My impulse to write characters of color is political and stems from the belief that writers have an obligation to reflect the world they live in. People approach that challenge in a variety of ways, but I feel compelled to try in a small way to redress the historical bias which has taken white (and frequently male, and almost always straight) as the default position. I don’t claim to be an expert, but I am committed to giving diverse characters my very best shot, while simultaneously supporting marginalized writers in the telling of their own stories.

People ask whether I did a lot of research into the lives of people of color before writing this book, and the short answer is: “Consciously? Not much.” As a white man, I don’t want to speak over my wife (who is East Asian) and son’s voices, but I can tell you how my family’s experiences of racism have impacted my writing as well.

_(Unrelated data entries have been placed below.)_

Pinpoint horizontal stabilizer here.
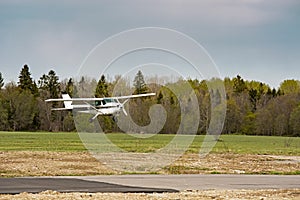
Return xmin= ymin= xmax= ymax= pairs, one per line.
xmin=51 ymin=108 xmax=72 ymax=110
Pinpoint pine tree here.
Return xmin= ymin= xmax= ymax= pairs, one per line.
xmin=18 ymin=64 xmax=38 ymax=95
xmin=95 ymin=75 xmax=108 ymax=98
xmin=0 ymin=72 xmax=4 ymax=90
xmin=133 ymin=70 xmax=148 ymax=94
xmin=38 ymin=70 xmax=60 ymax=98
xmin=66 ymin=78 xmax=77 ymax=97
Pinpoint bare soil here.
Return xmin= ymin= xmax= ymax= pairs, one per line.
xmin=0 ymin=151 xmax=300 ymax=200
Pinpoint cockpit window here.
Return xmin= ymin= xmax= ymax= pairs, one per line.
xmin=103 ymin=99 xmax=117 ymax=103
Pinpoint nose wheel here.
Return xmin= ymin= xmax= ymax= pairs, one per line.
xmin=112 ymin=116 xmax=118 ymax=123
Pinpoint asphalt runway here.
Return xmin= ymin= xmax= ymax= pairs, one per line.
xmin=0 ymin=175 xmax=300 ymax=194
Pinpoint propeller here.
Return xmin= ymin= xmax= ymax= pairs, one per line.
xmin=121 ymin=99 xmax=129 ymax=116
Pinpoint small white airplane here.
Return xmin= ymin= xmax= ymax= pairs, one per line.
xmin=45 ymin=93 xmax=155 ymax=122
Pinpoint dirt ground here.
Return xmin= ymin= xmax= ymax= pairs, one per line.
xmin=0 ymin=151 xmax=300 ymax=177
xmin=0 ymin=151 xmax=300 ymax=200
xmin=0 ymin=189 xmax=300 ymax=200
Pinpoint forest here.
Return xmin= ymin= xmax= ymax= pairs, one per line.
xmin=0 ymin=64 xmax=300 ymax=136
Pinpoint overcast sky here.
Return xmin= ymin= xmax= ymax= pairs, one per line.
xmin=0 ymin=0 xmax=300 ymax=87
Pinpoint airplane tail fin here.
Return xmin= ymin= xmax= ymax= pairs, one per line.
xmin=62 ymin=94 xmax=73 ymax=109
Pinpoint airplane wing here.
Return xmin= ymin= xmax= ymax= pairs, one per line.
xmin=45 ymin=93 xmax=156 ymax=102
xmin=109 ymin=93 xmax=156 ymax=99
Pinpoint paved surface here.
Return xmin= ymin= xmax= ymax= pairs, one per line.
xmin=0 ymin=175 xmax=300 ymax=194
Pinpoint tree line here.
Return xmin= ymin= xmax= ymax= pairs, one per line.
xmin=0 ymin=65 xmax=300 ymax=136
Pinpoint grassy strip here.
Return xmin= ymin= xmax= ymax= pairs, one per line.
xmin=0 ymin=132 xmax=300 ymax=155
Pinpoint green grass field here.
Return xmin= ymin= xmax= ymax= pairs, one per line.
xmin=0 ymin=132 xmax=300 ymax=155
xmin=0 ymin=132 xmax=300 ymax=155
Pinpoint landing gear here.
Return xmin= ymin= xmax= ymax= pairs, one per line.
xmin=112 ymin=116 xmax=118 ymax=123
xmin=89 ymin=117 xmax=94 ymax=123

Once, while at the grocery store with my mixed-race son, a lady approached me and very politely asked which adoption agency I’d used because she was looking to do the same. As part of an interracial couple I’m alert to these issues and see first-hand that people treat me differently than they do my wife. Some instances, known as microaggressions, are when people talk about the “little stuff”: questions about where she’s “really” from (Chicago), or the pleased relief that she speaks English. Some are more hurtful, as when someone dismissed her Harvard degree on the grounds that “They have quotas for people like you.”

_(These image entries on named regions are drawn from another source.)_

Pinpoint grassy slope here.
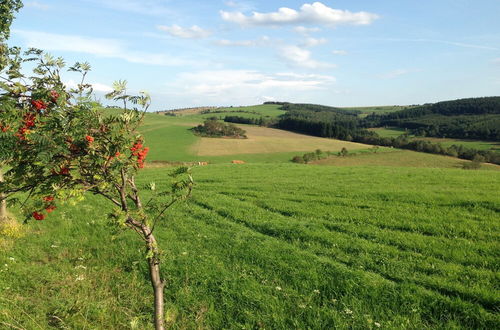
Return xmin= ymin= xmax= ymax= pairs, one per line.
xmin=141 ymin=105 xmax=376 ymax=163
xmin=0 ymin=164 xmax=500 ymax=329
xmin=370 ymin=127 xmax=500 ymax=152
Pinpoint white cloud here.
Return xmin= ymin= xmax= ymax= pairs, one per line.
xmin=293 ymin=25 xmax=321 ymax=36
xmin=86 ymin=0 xmax=173 ymax=16
xmin=224 ymin=1 xmax=255 ymax=11
xmin=24 ymin=1 xmax=50 ymax=10
xmin=332 ymin=49 xmax=349 ymax=56
xmin=13 ymin=30 xmax=196 ymax=66
xmin=280 ymin=46 xmax=335 ymax=69
xmin=300 ymin=37 xmax=328 ymax=47
xmin=157 ymin=24 xmax=211 ymax=39
xmin=380 ymin=69 xmax=418 ymax=79
xmin=215 ymin=36 xmax=272 ymax=47
xmin=220 ymin=2 xmax=378 ymax=26
xmin=168 ymin=70 xmax=335 ymax=105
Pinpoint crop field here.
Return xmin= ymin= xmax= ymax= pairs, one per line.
xmin=0 ymin=164 xmax=500 ymax=329
xmin=369 ymin=127 xmax=500 ymax=152
xmin=314 ymin=148 xmax=500 ymax=171
xmin=191 ymin=125 xmax=371 ymax=156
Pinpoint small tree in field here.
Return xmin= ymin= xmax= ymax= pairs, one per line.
xmin=0 ymin=37 xmax=193 ymax=329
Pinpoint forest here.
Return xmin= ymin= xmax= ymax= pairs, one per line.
xmin=276 ymin=97 xmax=500 ymax=164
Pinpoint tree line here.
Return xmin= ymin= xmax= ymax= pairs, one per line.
xmin=361 ymin=97 xmax=500 ymax=141
xmin=276 ymin=97 xmax=500 ymax=164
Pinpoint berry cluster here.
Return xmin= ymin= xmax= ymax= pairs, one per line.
xmin=130 ymin=141 xmax=149 ymax=168
xmin=16 ymin=113 xmax=36 ymax=140
xmin=32 ymin=196 xmax=57 ymax=221
xmin=31 ymin=100 xmax=47 ymax=112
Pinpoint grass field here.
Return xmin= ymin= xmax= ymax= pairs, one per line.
xmin=314 ymin=149 xmax=500 ymax=171
xmin=0 ymin=164 xmax=500 ymax=329
xmin=369 ymin=127 xmax=500 ymax=152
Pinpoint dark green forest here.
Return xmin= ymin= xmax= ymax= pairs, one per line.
xmin=275 ymin=97 xmax=500 ymax=164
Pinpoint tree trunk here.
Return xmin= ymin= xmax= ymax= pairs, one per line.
xmin=0 ymin=168 xmax=8 ymax=222
xmin=147 ymin=234 xmax=165 ymax=330
xmin=127 ymin=218 xmax=165 ymax=330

When we first got together I had some very difficult conversations with some well-meaning people who, while professing not to be in any way racist, said, “It’s just the children I worry about.” I hear the fake Chinese some of the local kids start doing when they see us walking the dog in our very white neighborhood, and I’m now talking to my son about how he identifies himself racially in preparation for checking boxes in college applications. Compared to the reality of my wife’s grandfather’s World War II internment (and subsequent loss of all his property), these may seem like minor concerns, but my point is that we’re aware of race all the time. We talk about it all the time.

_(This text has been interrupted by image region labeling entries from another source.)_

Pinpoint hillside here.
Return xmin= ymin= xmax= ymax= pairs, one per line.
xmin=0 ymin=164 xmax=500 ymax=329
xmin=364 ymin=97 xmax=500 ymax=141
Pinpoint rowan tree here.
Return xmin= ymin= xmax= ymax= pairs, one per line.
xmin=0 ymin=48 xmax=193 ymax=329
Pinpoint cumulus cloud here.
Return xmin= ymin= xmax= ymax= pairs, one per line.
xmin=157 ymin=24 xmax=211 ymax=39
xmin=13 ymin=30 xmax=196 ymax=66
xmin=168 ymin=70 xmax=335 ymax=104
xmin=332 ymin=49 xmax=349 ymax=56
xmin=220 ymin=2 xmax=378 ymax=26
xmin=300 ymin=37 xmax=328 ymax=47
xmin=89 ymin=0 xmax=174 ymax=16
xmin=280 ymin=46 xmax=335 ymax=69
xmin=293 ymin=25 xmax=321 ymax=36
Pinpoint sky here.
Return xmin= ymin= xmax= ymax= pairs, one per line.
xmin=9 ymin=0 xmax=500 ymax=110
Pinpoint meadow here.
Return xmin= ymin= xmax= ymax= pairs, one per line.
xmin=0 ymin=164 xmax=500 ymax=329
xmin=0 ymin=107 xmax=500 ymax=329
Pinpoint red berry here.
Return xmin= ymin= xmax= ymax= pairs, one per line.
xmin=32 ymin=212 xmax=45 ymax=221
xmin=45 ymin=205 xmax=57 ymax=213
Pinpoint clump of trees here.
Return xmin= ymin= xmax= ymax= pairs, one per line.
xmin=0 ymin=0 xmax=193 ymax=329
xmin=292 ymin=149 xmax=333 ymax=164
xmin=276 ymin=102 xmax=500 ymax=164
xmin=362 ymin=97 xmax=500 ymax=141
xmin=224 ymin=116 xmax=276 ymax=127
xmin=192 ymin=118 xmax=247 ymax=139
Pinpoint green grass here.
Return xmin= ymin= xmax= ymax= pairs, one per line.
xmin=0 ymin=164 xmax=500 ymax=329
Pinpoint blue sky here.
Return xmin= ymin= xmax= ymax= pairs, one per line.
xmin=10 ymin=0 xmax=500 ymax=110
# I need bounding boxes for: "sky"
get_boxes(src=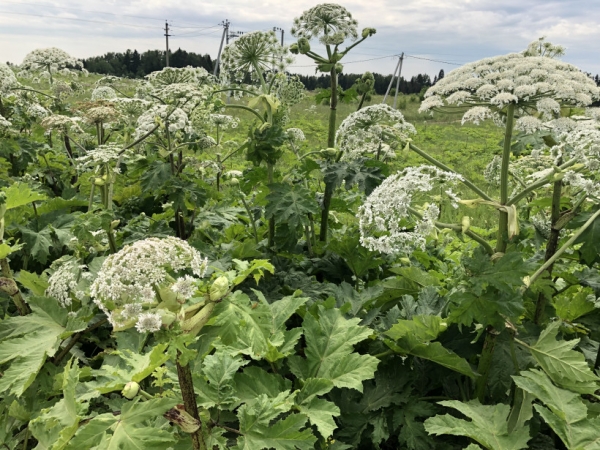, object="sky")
[0,0,600,78]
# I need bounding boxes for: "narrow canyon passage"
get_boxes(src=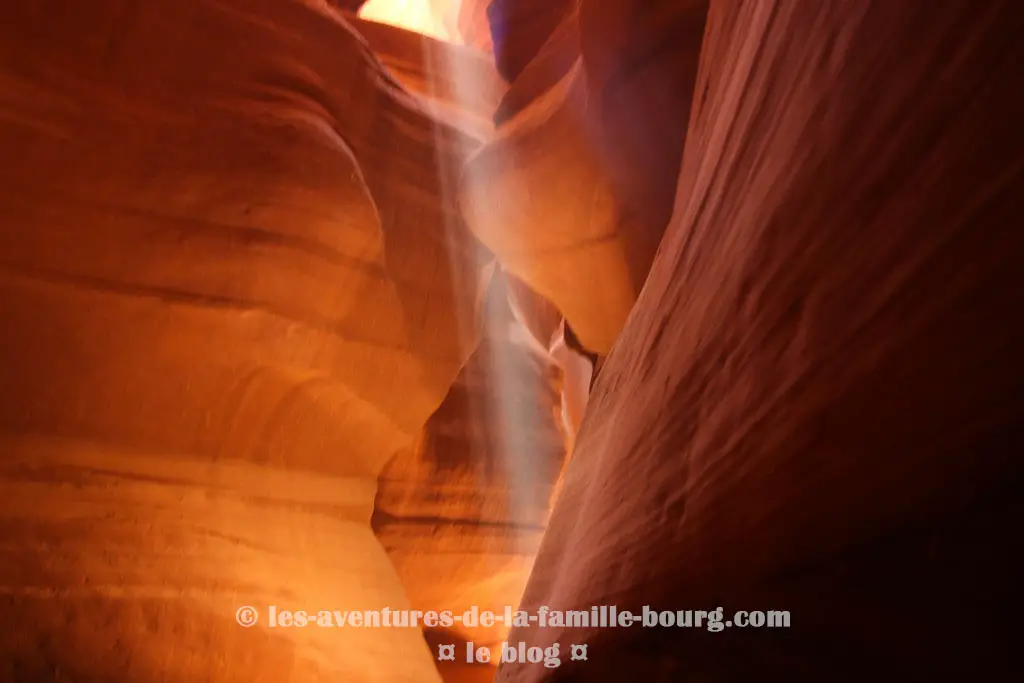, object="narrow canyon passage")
[0,0,1024,683]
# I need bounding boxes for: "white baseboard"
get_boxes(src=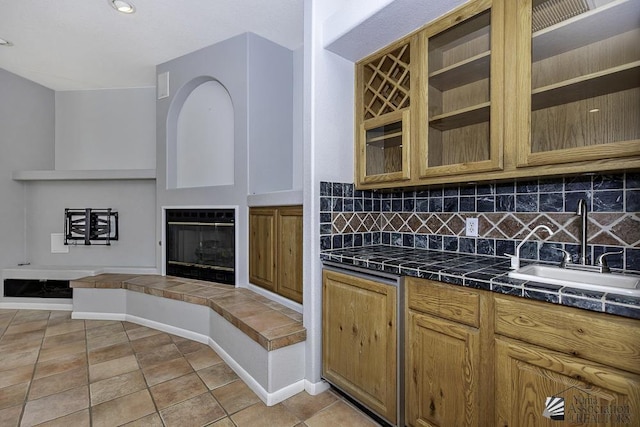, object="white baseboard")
[304,380,331,396]
[71,311,127,322]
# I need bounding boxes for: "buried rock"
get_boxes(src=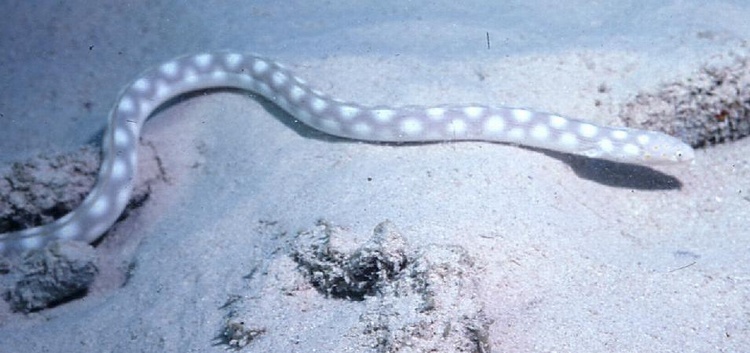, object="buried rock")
[3,241,98,313]
[292,221,492,353]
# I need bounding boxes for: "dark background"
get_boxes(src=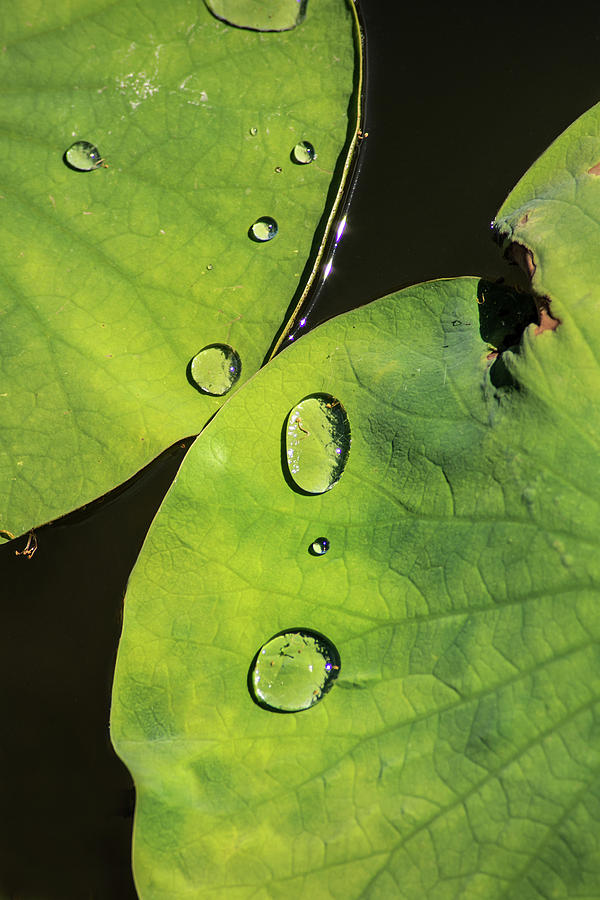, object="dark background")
[0,0,600,900]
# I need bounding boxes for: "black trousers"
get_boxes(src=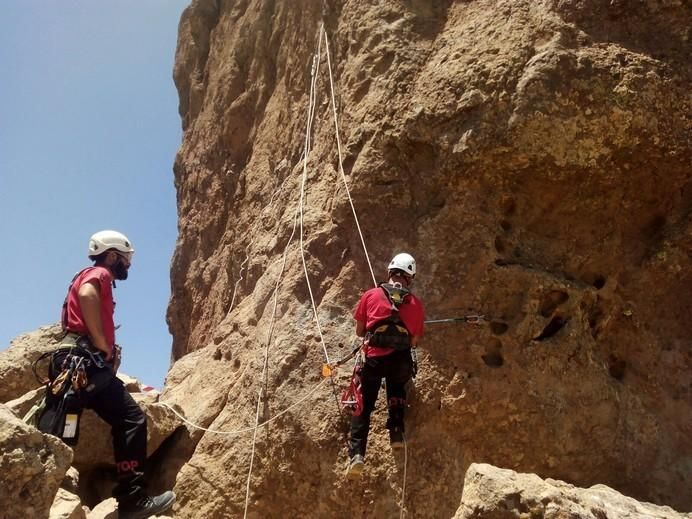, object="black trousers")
[84,375,147,503]
[348,350,413,457]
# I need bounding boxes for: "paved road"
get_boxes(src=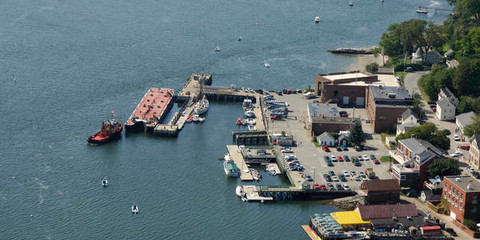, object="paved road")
[400,195,474,240]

Life is the apprenticeship you need to be a writer. We all recognize the importance of writing what we know and—particularly in speculative fiction—expanding that sense of knowledge so that we don’t limit ourselves to the prosaically mundane. But what we know is often less about study and research and more about what we have absorbed through daily interactions. I am not a person of color, but the people dearest to me are, and I am made observant and reflective of their lot by love.

Portraying disempowered Otherness on the page is still possible even if you don’t know it (in your gut) as lived experience. You can research it. You can talk to other people about it. Hell, you can see it in the news every day. But writing a POC character when you aren’t one yourself is not the same as writing a profession you know nothing about—plumbing, say—which you can fake your way through by watching a few How To videos on YouTube. In the end, all you can do is try to do it with sensitivity and respect, but—and this is more important—be ready to listen to those better qualified to assess what you’ve done when they tell you you’ve got it wrong. Again, meaning well isn’t enough, and the road to hell really is paved with good intentions.

To return to the Jurassic Park conundrum, however, it’s fair to ask whether the attempt is worth the effort. Indeed, some say that white people writing POC characters or books is itself a form of appropriation, which means there is less room on the shelves for writers of color telling their own stories (there’s a good articulation of this perspective here). But I also think that writing about race (and all the other “isms”) is important because all people have a stake in these conversations, and we need to find ways to discuss such things which break down that sense of our culture as fundamentally siloed, divided, and fractious.